Multimodal Deep Learning Feedback for Generating Evasive Malware Samples Against Malware Detector

Abstract

As data driven-based Windows malware detectors become increasingly prevalent, the need for robust evaluation and enhancement of adversarial malware generation techniques also becomes imperative, as malicious actors will adapt and enhance their malware to evade detection. There are numerous works that introduce new techniques or enhancements for adversarial malware.
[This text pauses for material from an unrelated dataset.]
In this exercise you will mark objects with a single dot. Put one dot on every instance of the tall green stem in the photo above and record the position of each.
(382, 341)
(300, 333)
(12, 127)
One of these approaches is to leverage an iterative process, dynamically modifying adversarial malware with populations of injections based on feedback from a machine learning-based detector, aiming to enhance evasion capabilities through successive iterations. It is obvious that the effectiveness of a robust adversarial malware is influenced not only by the quality of the manipulation payload injected into the malware, but also by the capabilities and strength of the detector that interacts with the manipulated malware. In this paper, we introduce a multimodal approach to generate adversarial malware with robustness specifically fortified through the feedback of a deep learning (DL) detector with multiple modalities in the progress of adversaries generation. We evaluate the effectiveness of our approach in comparison to the implementation of conventional unimodal detectors such as MalConv in previous works with our proper adaptation in manipulation technique. We also consider the malware detection performance of the common antivirus platform VirusTotal with adversarial samples, and notably that the robust adversarial malware were able to evade up to average 3 detection programs more than the initial malware does.